The lawsuit places the blame squarely on Cochran and his political campaign machine, and not on Chris McDaniel, who the media blamed for the entire episode, including insinuations that he was the mastermind behind it.
The only non-Cochran-supporting defendant listed in the suit is attorney Richard Wilbourn, who, as a Tea Party activist, seems to be the real culprit, not Mayfield. Up until this point, three years after the death of Mayfield, Wilbourn’s name has never emerged in any discussion of the nursing home scandal.
In the lengthy, 33-page complaint, here are some of the significant facts that emerged:
1) Wilbourn, not Mayfield, told Clayton Kelly where to find Rose Cochran’s room at the nursing home.
2) Wilbourn first contacted Roy Nicholson, head of the Mississippi Tea Party, about obtaining Rose Cochran’s photo but Nicholson informed him that “McDaniel would not approve” of such a plan.
3) Using a blocked number, Wilbourn posed as Mark Mayfield when he spoke to Clayton Kelly on the phone about the operation.
4) Authorities pinned the blame on Mayfield, rather than Wilbourn, since Mayfield was closely connected to McDaniel.
5) “Rather than immediately reporting any alleged ‘crime’ to authorities, Clark and Butler Snow waited until almost three weeks later to contact authorities at the City of Madison – just weeks prior to the Republican Primary Runoff Election.”

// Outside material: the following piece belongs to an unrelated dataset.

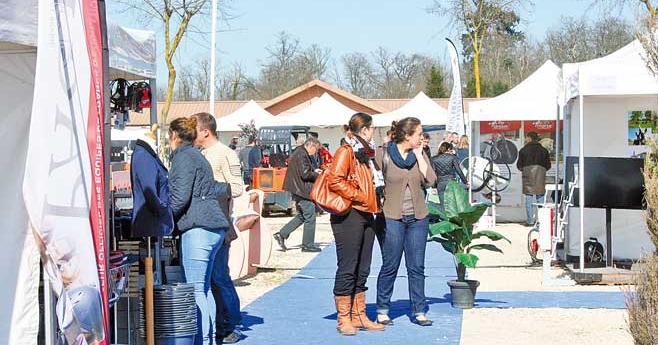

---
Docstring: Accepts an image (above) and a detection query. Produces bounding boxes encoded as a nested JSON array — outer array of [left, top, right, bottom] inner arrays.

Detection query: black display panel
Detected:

6) After the arrests, “Butler Snow and Clark worked both independently and jointly with the City of Madison, Madison Mayor Mary Hawkins-Butler” and the individual police officers, “to develop their criminal legal theories to go after Clayton Kelly, and to cause harm to the McDaniel Campaign,” “which would politically be advantageous for the Thad Cochran Campaign.”
7) “The prosecution of Mark Mayfield was a political prosecution. Plain and simple.” The Cochran campaign “seized the opportunity to make a political issue against Chris McDaniel.”
8) “The City of Madison, Hawkins-Butler … Butler Snow and Clark worked together to target certain individuals for arrest and prosecution based on those individual’s support of Chris McDaniel, Senator Cochran’s opponent.”
9) “Mark was a pawn in a political game. This was not about justice, but, rather, about the Cochran political machine and its Madison branches exacting revenge for supporting Cochran’s opponent.”
The lawsuit complaint provides ample evidence that Chris McDaniel and his campaign team had absolutely nothing to do with the nursing home “break-in,” a fact that was acknowledged throughout the judicial process by attorneys representing the accused during their criminal proceedings. The actual “break-in” operation was the work of individuals acting on their own and without any authority from McDaniel or anyone on his team. The Cochran campaign, in a very sinister fashion, shamelessly used the incident for their own political gain, and this lawsuit only further drives home that point. The facts listed in the complaint should forever put this issue to rest.
Mississippi, now recognized as the most corrupt state in the nation, is the one place in America where we can no longer turn a blind eye to this type of heinous political activity where a kind and generous man lost everything because of the heavy handed, selfish acts of those who used their power and influence to push him into such a crippling mental state. It is our hope at MCD that the Mayfield family is awarded every justice extended to them by the legal system.